All About Dog Food : What Is The Dilemma?
Sixteen brands of dog food have recently been linked to an increased risk of DCM, (dilated cardiomyopathy, or enlargement of the heart), with over 500 reported cases mainly in dogs (515), though there were also some cats (9). DCM is a serious condition, which can cause fatigue, shortness of breath, general weakness, and even death. Though it’s not considered rare in dogs, the sudden high incidence among breeds not typically prone to DCM, after years of eating certain grain-free foods, was enough to raise red flags.
While the FDA has issued warnings about links between peas, lentils, potatoes or sweet potatoes and DCM in cats and dogs since July 2018, this new report (July 2019) is the first time they called out companies by name. The list of 16 pet food brands, ordered by the number of cases against them (from a high of 67 to just 10):
- Taste of the Wild
- Earthborn Holistic
- Blue Buffalo
- Nature’s Domain
- California Natural
- Natural Balance
- Nature’s Variety
- Rachael Ray Nutrish
Knowing what to feed your dog used to be easy. Some people saved table scraps, others bought bulk food at the discount store...and if you wanted to be really fancy, you’d get the brand-label stuff, the kind that claimed to have real meat in it.
What was the harm? After all, for centuries after domestication, dogs essentially ate whatever their owners did: milk or whey, bread or grain, and maybe small pieces of meat. Sometime in the mid-1800s, the first food made specifically for dogs appeared on the market and things quickly developed from there, with the U.S. National Academy of Sciences’ National Research Council developing pet food guidelines in the 1980s, companies developed gourmet foods, and some ultra-dedicated pet parents even started making their own.
And then the problems started. More and more pets became sick with diet-related illnesses or conditions. Half of all pet dogs are currently obese, and cancer rates are steadily climbing. Renal failure and other complications resulting from vitamin D buildups in the blood.
While pet food recalls have increased dramatically, federal guidelines on ingredients and labels have been slow to update, thanks to aggressive lobbying from the pet food industry. For instance, until very recently, much pet food was made from animals classified as one of the 4-D’s: dead, dying, debilitated or diseased (though the 4Ds this is now withdrawn under FDA guidelines).
Feeding theories abounded: always feed your animal the same thing to avoid gastro-intestinal issues, make sure to look for ethically sourced and organic meals, or only feed your dog grain-free foods. And now this last recommendation may be creating problems of its own, though the FDA currently stops short of establishing an outright causal link between the high proportion of potatoes and legume seeds such as lentils or peas in grain-free dog foods.
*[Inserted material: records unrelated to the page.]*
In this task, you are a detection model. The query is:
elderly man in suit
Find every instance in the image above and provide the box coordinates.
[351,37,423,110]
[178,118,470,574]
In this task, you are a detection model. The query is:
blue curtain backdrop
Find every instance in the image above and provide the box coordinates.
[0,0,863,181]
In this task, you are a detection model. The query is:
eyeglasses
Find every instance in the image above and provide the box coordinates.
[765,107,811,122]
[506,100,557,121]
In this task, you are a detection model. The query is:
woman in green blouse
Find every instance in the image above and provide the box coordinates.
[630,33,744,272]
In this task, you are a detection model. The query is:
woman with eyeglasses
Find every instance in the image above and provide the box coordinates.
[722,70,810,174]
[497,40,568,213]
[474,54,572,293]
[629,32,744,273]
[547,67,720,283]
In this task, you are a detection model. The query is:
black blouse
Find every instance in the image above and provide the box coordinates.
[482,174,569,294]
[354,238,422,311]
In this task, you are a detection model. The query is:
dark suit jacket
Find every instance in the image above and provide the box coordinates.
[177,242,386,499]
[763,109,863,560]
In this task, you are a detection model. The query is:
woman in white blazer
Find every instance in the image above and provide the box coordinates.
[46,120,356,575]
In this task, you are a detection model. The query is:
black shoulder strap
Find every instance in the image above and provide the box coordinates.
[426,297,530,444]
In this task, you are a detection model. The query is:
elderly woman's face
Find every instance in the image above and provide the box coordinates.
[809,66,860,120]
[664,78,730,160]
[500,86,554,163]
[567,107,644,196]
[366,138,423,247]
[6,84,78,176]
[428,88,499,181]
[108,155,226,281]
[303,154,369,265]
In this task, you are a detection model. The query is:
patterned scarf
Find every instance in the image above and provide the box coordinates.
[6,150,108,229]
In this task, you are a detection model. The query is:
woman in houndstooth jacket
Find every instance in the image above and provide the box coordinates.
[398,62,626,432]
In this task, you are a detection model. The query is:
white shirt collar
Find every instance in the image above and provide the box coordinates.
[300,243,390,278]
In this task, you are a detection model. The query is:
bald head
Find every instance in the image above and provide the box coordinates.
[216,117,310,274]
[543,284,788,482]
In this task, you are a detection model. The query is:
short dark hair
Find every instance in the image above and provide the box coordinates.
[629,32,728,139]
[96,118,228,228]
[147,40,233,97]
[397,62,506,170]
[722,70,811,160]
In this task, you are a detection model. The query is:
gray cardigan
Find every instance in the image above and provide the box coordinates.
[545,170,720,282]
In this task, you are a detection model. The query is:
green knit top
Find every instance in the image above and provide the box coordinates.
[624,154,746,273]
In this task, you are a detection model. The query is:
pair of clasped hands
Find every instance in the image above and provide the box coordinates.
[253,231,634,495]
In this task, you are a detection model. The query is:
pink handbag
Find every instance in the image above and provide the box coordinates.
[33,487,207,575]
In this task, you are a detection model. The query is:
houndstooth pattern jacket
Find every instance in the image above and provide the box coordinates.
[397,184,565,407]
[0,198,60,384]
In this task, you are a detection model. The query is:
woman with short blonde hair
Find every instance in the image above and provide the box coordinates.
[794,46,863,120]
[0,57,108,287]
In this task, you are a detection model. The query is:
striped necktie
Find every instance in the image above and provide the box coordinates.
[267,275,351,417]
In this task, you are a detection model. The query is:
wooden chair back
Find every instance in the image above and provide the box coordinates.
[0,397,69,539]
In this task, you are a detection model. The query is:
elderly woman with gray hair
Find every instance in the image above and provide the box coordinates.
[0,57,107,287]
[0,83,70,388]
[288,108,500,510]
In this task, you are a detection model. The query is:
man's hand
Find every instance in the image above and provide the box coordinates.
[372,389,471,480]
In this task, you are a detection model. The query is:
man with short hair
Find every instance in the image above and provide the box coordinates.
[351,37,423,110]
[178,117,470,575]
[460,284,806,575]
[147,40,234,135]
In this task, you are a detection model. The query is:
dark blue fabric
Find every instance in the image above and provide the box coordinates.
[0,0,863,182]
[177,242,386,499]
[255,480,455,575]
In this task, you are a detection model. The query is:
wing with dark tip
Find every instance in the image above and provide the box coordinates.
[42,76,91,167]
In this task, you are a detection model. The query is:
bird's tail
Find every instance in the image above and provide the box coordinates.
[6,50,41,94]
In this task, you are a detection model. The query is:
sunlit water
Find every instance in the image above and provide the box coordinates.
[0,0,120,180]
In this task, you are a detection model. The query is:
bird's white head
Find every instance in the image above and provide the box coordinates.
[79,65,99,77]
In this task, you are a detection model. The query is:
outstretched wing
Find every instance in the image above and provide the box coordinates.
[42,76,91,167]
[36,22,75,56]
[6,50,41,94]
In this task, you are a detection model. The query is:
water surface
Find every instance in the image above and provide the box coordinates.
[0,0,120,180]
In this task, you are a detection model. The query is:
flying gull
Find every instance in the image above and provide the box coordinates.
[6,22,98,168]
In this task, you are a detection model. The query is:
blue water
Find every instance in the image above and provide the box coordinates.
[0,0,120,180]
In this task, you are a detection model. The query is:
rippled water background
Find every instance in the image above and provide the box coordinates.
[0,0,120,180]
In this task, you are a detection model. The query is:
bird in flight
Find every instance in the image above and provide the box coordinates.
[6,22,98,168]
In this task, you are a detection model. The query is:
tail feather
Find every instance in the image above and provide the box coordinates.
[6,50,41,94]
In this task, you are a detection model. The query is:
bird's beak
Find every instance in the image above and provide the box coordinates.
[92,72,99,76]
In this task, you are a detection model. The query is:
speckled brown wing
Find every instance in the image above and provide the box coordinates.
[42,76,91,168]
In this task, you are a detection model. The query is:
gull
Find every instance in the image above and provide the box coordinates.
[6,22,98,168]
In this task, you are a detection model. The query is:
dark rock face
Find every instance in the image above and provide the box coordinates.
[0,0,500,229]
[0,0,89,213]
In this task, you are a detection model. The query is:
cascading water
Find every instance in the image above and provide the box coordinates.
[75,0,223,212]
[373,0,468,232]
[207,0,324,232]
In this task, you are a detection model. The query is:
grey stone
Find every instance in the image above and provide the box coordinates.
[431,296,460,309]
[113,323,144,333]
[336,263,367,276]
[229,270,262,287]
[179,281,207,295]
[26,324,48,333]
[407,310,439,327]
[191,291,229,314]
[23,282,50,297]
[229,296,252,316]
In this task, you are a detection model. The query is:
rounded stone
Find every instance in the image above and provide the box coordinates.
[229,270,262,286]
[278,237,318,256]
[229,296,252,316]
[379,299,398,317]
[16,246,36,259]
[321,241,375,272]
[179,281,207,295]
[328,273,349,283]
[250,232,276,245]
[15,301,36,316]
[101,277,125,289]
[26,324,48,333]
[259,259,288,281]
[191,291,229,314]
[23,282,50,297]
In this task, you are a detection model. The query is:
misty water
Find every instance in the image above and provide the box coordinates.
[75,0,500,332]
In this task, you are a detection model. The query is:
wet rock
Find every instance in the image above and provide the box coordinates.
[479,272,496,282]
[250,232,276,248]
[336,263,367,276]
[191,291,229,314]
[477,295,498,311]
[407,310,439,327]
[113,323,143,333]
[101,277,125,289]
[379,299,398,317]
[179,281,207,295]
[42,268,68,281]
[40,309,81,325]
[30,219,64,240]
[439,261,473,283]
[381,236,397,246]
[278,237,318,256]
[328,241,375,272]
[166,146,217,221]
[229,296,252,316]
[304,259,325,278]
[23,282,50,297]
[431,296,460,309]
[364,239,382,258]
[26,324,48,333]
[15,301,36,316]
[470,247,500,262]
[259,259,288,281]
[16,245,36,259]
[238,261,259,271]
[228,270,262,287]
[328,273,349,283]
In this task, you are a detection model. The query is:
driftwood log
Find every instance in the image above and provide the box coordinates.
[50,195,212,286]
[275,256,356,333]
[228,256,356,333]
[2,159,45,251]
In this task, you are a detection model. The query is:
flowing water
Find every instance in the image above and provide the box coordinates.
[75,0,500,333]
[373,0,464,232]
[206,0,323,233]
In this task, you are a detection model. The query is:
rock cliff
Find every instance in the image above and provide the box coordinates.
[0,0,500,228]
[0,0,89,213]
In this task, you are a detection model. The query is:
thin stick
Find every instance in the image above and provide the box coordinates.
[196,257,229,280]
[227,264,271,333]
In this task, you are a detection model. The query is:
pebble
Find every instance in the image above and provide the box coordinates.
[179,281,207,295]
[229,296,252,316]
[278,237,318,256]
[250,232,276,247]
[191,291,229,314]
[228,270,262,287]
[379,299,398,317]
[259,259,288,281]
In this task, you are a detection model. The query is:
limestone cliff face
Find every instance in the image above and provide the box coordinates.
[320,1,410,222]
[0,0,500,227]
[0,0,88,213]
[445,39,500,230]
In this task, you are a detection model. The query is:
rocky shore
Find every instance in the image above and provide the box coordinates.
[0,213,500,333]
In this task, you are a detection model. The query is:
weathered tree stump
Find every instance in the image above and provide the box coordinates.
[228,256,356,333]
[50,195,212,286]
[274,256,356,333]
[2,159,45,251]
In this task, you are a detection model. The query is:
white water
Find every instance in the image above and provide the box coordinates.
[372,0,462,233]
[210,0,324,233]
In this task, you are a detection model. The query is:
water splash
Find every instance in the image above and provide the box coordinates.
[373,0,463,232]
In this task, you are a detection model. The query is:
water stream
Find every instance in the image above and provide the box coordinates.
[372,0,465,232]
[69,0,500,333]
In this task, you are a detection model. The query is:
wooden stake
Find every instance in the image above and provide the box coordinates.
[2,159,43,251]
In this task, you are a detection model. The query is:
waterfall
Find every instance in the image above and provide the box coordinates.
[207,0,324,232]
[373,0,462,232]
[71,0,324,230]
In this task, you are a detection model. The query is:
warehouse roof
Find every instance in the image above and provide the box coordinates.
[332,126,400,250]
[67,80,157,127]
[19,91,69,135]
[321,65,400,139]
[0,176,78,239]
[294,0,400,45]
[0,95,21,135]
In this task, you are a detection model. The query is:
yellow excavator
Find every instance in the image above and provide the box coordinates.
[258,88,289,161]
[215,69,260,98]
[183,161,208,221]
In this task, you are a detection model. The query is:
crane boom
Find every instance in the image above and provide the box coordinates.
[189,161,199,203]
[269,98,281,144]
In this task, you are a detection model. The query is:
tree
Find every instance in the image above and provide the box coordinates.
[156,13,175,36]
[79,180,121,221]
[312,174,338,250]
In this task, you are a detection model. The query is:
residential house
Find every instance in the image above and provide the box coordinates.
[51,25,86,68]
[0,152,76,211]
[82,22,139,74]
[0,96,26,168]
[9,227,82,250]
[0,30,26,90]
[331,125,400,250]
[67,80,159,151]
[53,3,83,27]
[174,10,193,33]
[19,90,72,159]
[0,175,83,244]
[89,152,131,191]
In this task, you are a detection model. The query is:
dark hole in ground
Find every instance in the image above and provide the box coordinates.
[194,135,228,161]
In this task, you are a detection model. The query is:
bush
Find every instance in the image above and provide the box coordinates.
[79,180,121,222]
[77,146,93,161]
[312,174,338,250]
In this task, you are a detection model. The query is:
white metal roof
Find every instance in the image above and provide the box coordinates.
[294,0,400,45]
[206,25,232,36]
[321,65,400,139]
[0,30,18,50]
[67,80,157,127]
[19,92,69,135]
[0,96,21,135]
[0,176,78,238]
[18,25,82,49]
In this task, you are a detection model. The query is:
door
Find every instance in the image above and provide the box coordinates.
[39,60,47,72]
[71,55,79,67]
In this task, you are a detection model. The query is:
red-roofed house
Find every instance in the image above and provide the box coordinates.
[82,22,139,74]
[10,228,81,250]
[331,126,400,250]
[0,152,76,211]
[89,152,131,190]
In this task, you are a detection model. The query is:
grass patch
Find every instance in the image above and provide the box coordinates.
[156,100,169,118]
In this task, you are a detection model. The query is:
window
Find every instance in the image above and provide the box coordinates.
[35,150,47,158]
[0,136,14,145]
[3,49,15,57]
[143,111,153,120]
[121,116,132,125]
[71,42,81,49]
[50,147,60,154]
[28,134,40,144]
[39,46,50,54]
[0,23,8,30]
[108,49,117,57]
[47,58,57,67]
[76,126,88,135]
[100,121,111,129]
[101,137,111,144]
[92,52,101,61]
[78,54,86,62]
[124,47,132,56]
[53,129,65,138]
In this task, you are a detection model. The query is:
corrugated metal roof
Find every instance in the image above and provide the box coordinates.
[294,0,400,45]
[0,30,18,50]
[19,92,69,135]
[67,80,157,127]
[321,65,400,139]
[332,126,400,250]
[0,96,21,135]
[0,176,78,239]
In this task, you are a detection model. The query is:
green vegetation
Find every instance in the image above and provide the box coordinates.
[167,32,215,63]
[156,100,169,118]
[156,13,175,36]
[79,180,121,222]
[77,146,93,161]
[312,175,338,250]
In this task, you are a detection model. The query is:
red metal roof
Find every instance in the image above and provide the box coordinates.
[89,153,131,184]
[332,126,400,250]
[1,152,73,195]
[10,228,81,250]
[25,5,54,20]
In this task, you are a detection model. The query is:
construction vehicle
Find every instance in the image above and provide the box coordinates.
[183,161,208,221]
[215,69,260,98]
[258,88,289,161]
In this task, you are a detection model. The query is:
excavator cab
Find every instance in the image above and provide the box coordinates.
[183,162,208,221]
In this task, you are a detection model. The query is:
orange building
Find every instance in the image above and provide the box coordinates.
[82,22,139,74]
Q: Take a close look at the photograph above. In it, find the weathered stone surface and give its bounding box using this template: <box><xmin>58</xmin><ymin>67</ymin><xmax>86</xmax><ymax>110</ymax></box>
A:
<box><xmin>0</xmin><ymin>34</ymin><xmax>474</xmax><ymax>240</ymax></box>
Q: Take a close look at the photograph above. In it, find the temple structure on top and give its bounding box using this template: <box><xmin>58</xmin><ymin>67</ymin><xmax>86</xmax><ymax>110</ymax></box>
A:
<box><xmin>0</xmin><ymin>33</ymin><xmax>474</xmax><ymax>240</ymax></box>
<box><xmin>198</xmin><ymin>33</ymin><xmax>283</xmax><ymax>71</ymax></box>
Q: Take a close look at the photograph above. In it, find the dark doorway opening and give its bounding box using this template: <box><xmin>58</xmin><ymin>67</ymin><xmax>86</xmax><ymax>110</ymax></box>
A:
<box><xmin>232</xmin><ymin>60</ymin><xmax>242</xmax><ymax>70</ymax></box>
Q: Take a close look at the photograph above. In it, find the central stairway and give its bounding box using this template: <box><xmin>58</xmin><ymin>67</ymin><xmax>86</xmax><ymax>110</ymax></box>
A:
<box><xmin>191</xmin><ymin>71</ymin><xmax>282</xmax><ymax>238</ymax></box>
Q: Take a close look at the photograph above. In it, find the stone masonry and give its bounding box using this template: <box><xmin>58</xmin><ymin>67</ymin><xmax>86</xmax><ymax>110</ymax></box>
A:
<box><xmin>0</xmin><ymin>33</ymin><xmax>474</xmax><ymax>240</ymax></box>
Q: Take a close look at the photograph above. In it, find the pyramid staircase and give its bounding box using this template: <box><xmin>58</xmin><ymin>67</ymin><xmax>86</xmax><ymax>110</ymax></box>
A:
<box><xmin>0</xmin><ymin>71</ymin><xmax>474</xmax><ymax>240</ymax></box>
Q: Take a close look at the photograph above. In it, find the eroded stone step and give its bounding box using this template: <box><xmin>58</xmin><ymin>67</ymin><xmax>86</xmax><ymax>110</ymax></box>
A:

So, what should you do? It’s hard to know. ConsumersAdvocate.org, a review website with over 2 million visits a month, recently tried to answer just that. After conducting more than 200 hours of research, and vetting 65 companies, they couldn’t reach any firm conclusion either.
They found that most of the companies whose formulas didn’t include any of the DCM-linked ingredients listed meal as their first ingredient. This is important because legally, meal can include protein from sick animals or that died before slaughter. In the end, they decided not to recommend any brand, since there was no company that had truly great, proven-healthy food. In truth, what to feed your pets is a judgment call only you can make. Regardless of what you choose, make sure to monitor their behavior, take them to regular checkups, and talk your options over with your vet.